Furthermore, to transpose the resonance shift to the smoke particle-mass-concentration regime, we employ a calibration factor of 500 (µg·min)/(m³·Hz) [9]. The full-square-red line in Figure 10 indicates that the appearance of three instances of smoke exposure can be visualized. Particle mass concentrations of ~24 mg/m³, ~31 mg/m³, and ~47 mg/m³ are the highest concentrations of the first, second, and third of cigarette smoke exposure, respectively. Overall, the average deviation of the mass concentration is identified at ~6.5 mg/m³, in which the higher deviation values mainly occurred when the smoke concentration was increased. The relative humidity and temperature also increase when the smoke concentration rises. Hence, the fluctuations in relative humidity and temperature expected during smoke exposure, i.e., 10.4% and 0.5 °C, respectively, are fathomedto have a prominent effect on the sensor’s accuracy. Additionally, if we consider the deviation of 37.5 Hz between the frequency-sweeper and PLL in the resonance state determination, this deviation corresponds to a mass concentration of approximately 1.9 mg/m³.

5. Conclusions

The presented parasitic de-embedding scheme works out properly with the reversing phase responses caused by the crosstalk between the heating resistor and the piezoresistor of an electrothermal-piezoresistive-cantilever sensor. This scheme has become a practical approach for mitigating the asymmetric spectral line shape generated by cantilever sensors. It provides a kind of adaptive subtraction of a replica of the crosstalk effect that yields a stable monotonic phase response and demonstrates good frequency tracking.
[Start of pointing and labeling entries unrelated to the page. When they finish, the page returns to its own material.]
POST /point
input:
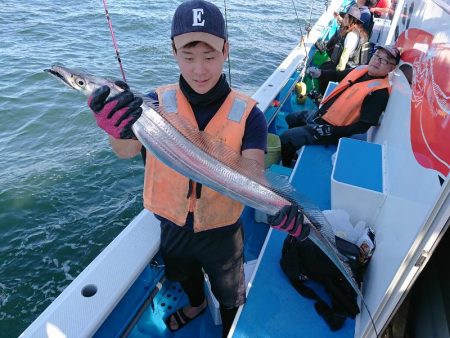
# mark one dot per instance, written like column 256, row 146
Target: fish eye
column 80, row 82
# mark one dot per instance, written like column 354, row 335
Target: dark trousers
column 299, row 135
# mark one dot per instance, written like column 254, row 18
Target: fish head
column 79, row 80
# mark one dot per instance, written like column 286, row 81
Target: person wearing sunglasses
column 351, row 108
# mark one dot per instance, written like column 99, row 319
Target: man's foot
column 181, row 317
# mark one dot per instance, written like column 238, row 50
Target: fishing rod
column 114, row 39
column 226, row 29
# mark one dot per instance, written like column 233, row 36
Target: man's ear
column 174, row 49
column 226, row 49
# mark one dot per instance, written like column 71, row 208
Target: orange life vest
column 173, row 196
column 347, row 107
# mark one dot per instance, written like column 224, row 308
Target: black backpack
column 303, row 260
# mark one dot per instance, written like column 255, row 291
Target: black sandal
column 180, row 318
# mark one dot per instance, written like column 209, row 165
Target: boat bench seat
column 271, row 298
column 357, row 180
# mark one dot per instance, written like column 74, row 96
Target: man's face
column 201, row 65
column 380, row 64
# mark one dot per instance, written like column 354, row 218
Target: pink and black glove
column 290, row 219
column 117, row 114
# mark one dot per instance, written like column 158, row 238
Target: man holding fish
column 200, row 228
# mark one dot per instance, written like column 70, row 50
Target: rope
column 114, row 39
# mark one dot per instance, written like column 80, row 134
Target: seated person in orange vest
column 351, row 108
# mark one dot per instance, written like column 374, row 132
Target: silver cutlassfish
column 197, row 155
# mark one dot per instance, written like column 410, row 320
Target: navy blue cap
column 391, row 51
column 198, row 20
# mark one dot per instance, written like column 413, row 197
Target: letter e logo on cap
column 197, row 17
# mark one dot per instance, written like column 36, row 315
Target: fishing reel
column 315, row 96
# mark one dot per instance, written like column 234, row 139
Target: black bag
column 303, row 260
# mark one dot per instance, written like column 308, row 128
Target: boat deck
column 272, row 300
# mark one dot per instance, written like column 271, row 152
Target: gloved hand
column 321, row 46
column 314, row 72
column 117, row 114
column 291, row 220
column 320, row 130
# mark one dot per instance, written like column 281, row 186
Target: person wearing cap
column 201, row 229
column 345, row 46
column 351, row 108
column 365, row 16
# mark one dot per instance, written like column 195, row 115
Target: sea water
column 64, row 195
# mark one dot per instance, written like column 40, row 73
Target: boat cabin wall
column 414, row 132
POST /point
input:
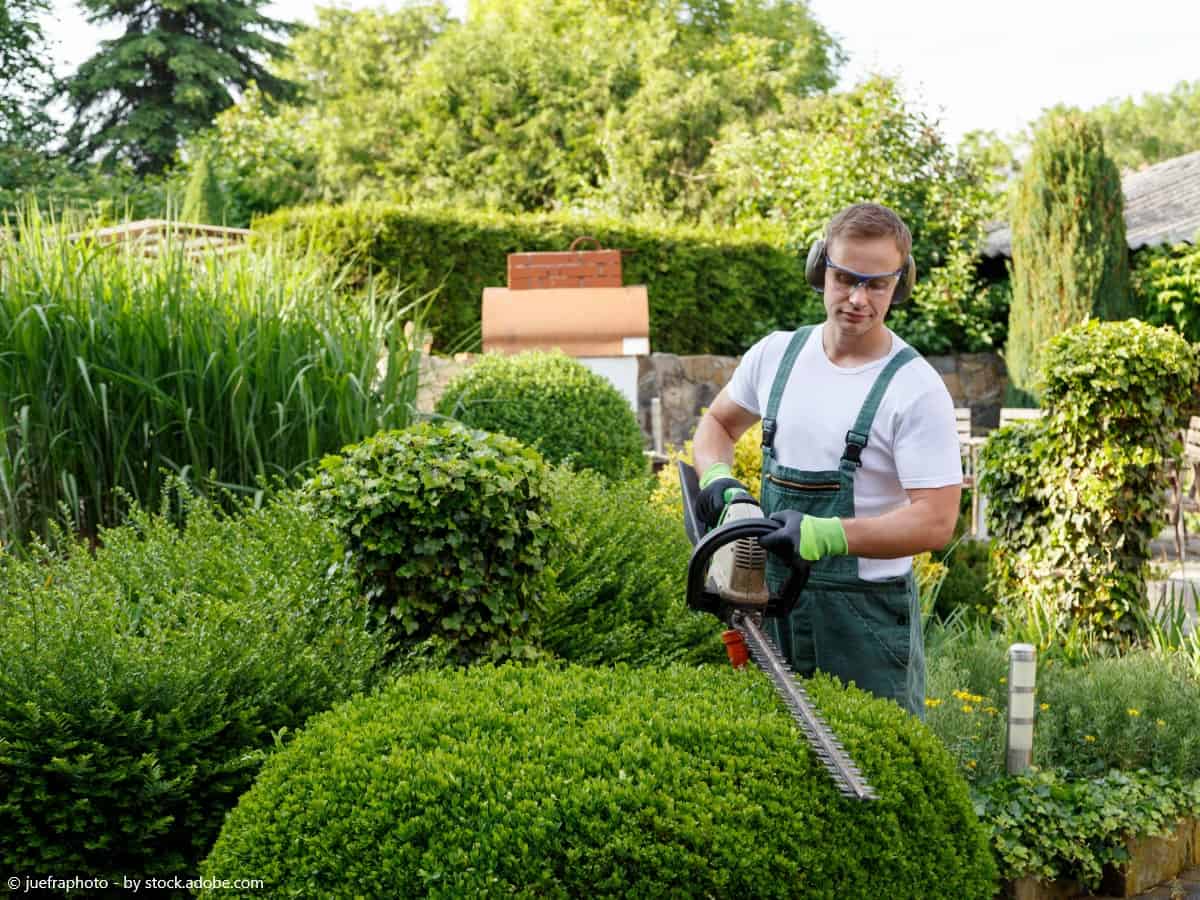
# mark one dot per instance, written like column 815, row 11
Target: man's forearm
column 916, row 528
column 712, row 443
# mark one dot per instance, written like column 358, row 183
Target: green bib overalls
column 862, row 631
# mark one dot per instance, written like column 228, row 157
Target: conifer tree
column 204, row 201
column 168, row 75
column 1069, row 256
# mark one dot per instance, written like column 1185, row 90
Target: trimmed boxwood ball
column 538, row 781
column 552, row 403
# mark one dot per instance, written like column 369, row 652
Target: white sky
column 972, row 65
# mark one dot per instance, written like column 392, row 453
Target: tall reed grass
column 226, row 371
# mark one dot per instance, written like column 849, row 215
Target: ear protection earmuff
column 815, row 267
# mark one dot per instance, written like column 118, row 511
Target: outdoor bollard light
column 657, row 424
column 1023, row 667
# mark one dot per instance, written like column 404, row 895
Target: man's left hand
column 809, row 538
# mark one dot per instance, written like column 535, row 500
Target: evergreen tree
column 1069, row 255
column 168, row 75
column 204, row 202
column 25, row 76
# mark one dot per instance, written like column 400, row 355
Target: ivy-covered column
column 1075, row 497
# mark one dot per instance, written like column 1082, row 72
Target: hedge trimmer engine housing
column 727, row 577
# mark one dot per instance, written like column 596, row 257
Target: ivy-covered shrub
column 601, row 783
column 622, row 571
column 711, row 291
column 1075, row 497
column 552, row 403
column 450, row 532
column 141, row 684
column 1167, row 281
column 1050, row 826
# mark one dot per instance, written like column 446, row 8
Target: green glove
column 810, row 538
column 718, row 487
column 822, row 538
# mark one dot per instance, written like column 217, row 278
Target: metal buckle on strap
column 768, row 433
column 855, row 445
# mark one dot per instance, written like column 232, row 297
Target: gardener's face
column 855, row 305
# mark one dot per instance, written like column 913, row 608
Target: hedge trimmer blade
column 827, row 748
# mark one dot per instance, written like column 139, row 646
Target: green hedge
column 603, row 783
column 141, row 685
column 711, row 291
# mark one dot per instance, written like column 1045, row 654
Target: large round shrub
column 141, row 683
column 581, row 781
column 450, row 529
column 553, row 403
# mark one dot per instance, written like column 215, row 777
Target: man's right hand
column 718, row 487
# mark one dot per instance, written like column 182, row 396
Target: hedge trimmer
column 727, row 577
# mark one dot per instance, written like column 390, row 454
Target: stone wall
column 688, row 384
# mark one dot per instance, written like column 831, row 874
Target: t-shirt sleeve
column 927, row 444
column 743, row 387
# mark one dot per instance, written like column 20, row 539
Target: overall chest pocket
column 817, row 486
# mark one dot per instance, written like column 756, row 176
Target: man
column 861, row 462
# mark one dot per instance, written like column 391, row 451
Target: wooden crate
column 565, row 269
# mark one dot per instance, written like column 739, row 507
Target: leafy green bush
column 450, row 531
column 1167, row 281
column 141, row 685
column 1075, row 497
column 603, row 783
column 552, row 403
column 711, row 291
column 622, row 573
column 1049, row 826
column 228, row 370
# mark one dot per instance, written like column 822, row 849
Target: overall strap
column 857, row 437
column 799, row 337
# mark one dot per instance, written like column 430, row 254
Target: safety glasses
column 846, row 280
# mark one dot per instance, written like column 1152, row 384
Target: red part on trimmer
column 736, row 646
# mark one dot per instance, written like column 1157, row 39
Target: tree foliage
column 867, row 144
column 1141, row 132
column 1069, row 256
column 539, row 106
column 25, row 77
column 167, row 76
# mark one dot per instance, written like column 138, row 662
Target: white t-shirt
column 913, row 441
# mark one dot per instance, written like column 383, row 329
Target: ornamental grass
column 226, row 371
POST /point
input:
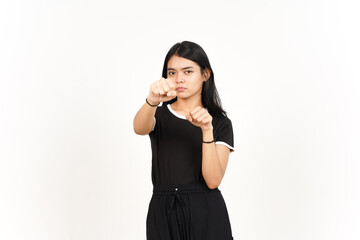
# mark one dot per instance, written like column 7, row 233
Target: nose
column 179, row 79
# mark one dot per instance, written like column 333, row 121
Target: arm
column 144, row 119
column 160, row 91
column 214, row 160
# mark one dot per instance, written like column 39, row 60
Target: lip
column 180, row 89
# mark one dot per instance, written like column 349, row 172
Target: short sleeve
column 157, row 120
column 224, row 134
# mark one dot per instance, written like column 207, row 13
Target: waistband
column 183, row 188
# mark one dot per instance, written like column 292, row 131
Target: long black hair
column 194, row 52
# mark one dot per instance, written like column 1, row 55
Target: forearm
column 211, row 167
column 144, row 119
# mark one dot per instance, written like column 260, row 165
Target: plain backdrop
column 74, row 73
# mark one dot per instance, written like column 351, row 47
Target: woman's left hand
column 200, row 117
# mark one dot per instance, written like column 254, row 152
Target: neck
column 187, row 104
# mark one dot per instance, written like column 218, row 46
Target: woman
column 191, row 139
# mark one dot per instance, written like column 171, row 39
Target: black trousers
column 187, row 212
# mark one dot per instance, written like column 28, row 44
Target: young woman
column 191, row 139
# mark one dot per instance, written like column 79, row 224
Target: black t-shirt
column 177, row 146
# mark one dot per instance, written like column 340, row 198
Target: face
column 186, row 75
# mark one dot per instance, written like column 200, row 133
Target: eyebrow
column 181, row 69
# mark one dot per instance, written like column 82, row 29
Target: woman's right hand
column 162, row 90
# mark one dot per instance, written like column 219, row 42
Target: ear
column 207, row 73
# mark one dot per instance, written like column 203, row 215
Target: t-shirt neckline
column 175, row 113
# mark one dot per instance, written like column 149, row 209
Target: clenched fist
column 200, row 117
column 162, row 90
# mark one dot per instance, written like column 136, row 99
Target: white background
column 74, row 73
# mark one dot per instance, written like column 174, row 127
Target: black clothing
column 187, row 212
column 182, row 206
column 177, row 146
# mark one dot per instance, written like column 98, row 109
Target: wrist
column 149, row 101
column 208, row 135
Moreover, since the optimization process is independent of sensor properties, this approach is also flexible and valid for other resonant sensors (e.g., piezoelectric-/capacitive-based sensors). In unstable environmental conditions, a periodic spectral sweep (using the frequency-sweeper application) ensures that the sensor and the subtraction spectra are maintained in their optimized configurations.